The house is dark and not a sound is to be heard. You hold you breath waiting to see what comes around the corner. Your mind is racing thinking what it could be and what could happen next. Then before you finish that thought you see it from the corner of your eye, but it’s too late. That set-up could be to any number of scenes from a suspense or horror movie. The desire is to make everything around you come alive so that every sound, or flash gives you pause to what happens next. Some filmmakers make it obvious to what is coming next, while others have the gift to keep you guessing.
Rocky (Jane Levy), Alex (Dylan Minnette), and Money (Daniel Zovatto) like to steal things from houses. They access these houses through Alex’s father whose company provides security for them. Money is the one with the connection to sell the stolen goods, while Alex is the brain. The money isn’t great, and most of them are looking for an end game, or that one big score. The jackpot comes in the form of a Blind Man (Stephan Lang), who is a Gulf war Veteran. After losing his daughter in an accident, the blind man is given money as a payoff for his loss, and it is that money that is the end game that could get all three out for good. Everything seems so easy, break in, put everyone in the house asleep, then find the money and get out. What may sound easy turns into a nightmare, as they picked the wrong house and definitely the wrong man to tussle with.

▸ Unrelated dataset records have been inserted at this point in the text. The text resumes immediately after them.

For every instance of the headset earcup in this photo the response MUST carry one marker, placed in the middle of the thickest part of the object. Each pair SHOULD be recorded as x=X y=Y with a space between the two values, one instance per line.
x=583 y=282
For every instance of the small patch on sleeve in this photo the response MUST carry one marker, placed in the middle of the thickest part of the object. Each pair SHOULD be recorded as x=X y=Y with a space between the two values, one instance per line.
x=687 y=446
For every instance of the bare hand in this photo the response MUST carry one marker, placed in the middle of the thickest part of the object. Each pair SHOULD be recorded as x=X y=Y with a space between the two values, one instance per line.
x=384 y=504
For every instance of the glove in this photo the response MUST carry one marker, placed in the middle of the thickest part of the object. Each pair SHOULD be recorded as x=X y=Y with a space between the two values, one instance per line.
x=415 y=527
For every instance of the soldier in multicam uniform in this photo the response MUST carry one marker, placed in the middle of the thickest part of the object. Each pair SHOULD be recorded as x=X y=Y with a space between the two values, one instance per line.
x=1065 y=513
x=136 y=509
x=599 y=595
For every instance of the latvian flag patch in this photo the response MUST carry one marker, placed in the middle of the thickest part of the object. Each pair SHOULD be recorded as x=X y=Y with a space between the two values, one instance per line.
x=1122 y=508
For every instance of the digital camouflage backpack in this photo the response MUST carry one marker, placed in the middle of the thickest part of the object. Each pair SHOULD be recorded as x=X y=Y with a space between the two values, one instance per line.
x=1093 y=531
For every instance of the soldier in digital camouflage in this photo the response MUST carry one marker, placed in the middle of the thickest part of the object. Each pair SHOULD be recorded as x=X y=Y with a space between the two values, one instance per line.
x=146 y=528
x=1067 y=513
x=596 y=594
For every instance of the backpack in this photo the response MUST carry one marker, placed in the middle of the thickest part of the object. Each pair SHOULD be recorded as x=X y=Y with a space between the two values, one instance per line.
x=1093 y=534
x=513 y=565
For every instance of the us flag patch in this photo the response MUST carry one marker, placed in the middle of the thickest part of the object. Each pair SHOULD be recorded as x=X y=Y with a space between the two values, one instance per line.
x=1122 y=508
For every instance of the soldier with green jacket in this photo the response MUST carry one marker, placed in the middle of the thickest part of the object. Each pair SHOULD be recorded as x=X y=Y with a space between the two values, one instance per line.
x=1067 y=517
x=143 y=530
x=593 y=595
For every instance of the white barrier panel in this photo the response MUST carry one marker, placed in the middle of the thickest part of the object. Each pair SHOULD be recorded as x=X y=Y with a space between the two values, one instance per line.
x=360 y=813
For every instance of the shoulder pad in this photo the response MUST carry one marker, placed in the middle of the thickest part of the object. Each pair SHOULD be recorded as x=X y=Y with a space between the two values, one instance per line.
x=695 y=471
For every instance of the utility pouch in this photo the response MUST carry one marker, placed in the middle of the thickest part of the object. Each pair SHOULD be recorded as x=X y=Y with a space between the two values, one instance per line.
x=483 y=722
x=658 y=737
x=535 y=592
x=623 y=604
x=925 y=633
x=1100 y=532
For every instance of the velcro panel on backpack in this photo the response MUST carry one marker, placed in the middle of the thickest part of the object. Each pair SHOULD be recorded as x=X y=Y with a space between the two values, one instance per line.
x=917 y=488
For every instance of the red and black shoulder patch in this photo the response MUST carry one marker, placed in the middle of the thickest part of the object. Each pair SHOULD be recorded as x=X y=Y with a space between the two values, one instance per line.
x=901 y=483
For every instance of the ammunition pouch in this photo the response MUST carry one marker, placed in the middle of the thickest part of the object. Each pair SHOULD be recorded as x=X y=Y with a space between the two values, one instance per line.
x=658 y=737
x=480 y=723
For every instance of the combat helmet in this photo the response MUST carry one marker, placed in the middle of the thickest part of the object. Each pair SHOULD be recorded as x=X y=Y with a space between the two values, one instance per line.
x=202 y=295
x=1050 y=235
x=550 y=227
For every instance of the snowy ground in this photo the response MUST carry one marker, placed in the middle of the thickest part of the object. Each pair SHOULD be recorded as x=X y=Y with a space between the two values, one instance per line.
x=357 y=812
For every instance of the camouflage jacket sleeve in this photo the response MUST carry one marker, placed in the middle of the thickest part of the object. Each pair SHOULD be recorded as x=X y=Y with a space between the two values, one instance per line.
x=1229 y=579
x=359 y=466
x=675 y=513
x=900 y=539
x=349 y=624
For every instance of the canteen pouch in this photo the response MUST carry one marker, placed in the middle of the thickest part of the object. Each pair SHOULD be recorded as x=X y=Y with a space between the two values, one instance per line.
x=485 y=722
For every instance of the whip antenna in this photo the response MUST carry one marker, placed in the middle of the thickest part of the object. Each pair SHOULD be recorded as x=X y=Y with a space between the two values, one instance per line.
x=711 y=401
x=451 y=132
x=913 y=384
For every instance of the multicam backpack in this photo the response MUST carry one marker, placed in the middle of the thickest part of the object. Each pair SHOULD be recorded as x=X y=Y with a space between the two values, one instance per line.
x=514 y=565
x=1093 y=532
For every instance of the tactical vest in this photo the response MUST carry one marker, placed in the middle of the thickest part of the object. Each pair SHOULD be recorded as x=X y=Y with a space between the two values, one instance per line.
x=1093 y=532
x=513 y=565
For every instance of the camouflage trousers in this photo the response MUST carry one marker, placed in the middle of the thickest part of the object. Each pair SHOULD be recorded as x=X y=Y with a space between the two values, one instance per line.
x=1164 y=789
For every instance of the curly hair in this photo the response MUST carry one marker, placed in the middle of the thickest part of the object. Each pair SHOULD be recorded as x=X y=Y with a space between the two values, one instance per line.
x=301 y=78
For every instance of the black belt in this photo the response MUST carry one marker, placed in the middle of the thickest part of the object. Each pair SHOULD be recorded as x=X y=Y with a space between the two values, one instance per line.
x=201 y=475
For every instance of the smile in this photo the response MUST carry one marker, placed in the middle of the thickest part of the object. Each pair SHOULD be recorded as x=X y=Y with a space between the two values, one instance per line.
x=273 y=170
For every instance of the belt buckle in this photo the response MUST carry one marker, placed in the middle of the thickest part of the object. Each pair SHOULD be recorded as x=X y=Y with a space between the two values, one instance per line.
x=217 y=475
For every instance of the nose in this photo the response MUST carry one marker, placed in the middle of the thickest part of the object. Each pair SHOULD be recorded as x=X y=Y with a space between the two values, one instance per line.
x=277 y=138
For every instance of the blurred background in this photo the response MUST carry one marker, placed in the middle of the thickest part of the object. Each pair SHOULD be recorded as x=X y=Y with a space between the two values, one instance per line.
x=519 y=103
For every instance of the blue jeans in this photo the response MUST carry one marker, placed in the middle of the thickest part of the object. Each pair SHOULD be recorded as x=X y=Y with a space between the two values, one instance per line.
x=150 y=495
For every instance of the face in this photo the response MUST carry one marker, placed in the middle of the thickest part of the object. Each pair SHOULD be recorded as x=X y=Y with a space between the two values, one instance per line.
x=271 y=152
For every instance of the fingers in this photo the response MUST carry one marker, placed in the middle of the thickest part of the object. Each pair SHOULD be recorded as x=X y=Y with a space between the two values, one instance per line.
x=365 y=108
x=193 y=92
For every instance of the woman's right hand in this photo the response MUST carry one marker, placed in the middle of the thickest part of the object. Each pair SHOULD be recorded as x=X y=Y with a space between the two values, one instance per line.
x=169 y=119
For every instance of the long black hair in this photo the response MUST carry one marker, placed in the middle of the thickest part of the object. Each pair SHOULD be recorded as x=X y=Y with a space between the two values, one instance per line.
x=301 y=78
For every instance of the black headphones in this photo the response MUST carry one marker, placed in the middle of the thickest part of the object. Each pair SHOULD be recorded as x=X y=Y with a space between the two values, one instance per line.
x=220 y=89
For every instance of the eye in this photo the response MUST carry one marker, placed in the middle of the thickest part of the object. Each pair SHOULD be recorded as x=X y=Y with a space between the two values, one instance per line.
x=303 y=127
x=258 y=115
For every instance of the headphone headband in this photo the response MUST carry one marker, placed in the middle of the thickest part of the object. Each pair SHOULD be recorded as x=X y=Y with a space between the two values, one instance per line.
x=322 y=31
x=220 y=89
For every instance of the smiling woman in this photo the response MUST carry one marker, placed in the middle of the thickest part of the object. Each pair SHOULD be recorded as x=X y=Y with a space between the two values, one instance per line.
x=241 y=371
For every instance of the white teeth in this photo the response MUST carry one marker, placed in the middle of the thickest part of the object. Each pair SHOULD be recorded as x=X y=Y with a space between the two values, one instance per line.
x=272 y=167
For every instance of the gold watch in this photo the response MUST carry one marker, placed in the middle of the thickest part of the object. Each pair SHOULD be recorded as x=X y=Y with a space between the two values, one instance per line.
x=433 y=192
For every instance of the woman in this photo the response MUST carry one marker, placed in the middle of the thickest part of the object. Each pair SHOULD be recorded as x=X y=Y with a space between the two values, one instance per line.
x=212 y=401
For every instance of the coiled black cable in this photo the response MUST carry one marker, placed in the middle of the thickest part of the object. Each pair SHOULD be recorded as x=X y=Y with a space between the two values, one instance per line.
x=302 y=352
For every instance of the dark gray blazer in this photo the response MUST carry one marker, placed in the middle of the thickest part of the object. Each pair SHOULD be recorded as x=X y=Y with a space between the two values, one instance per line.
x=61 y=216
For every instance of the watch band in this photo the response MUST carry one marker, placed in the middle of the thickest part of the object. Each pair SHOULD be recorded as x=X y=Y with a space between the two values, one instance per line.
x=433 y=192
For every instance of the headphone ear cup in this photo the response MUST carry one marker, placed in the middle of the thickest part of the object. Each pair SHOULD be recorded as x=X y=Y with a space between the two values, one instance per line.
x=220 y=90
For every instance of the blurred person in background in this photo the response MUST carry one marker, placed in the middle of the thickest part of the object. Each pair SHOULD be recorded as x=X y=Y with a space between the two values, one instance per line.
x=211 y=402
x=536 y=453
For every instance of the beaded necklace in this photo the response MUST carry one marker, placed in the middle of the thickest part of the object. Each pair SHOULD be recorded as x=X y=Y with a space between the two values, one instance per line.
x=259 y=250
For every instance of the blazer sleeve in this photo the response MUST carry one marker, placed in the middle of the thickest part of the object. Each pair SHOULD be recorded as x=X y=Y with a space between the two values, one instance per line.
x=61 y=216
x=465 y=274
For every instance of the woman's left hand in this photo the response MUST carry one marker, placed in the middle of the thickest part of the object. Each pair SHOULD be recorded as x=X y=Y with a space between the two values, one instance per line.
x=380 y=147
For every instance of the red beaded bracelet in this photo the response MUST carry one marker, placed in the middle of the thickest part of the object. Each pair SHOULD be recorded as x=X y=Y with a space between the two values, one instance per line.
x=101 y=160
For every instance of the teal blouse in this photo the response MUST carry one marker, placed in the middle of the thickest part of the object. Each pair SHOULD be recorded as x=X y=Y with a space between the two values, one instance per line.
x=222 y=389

With a story written by Rodo Sayagues and Fede Alvarez, the later also directing you were already in good hands. The film uses silences and atmosphere perfectly as every sound or lack thereof resonates. Having the victim being blind only adds to that, as he has to use those sounds to find who is in his house. Alvarez, who is coming off the remake of “Evil Dead” shows his love for the genre with little tips of the hat to films he loved. Alvarez and Sayagues create a film that will have you on the edge of your seat, as the lack of sounds elevates what you think might come next. It’s not the characters that drive the narrative, it’s what they do, or don’t do that does. While the film is heavy on suspense, it lacks scares, which for me enhances the film and makes it stand out and not just another attempt to scare you. With two good films under his belt, Alvarez has become one of those directors whose films I anticipate. “Don’t Breathe” will have you holding your breath at every turn, as the silence becomes too much to bear sometimes. This is what a film should do, so sit back, and pay attention and just remember one thing, don’t, ya’ know, don’t do the breathing thing.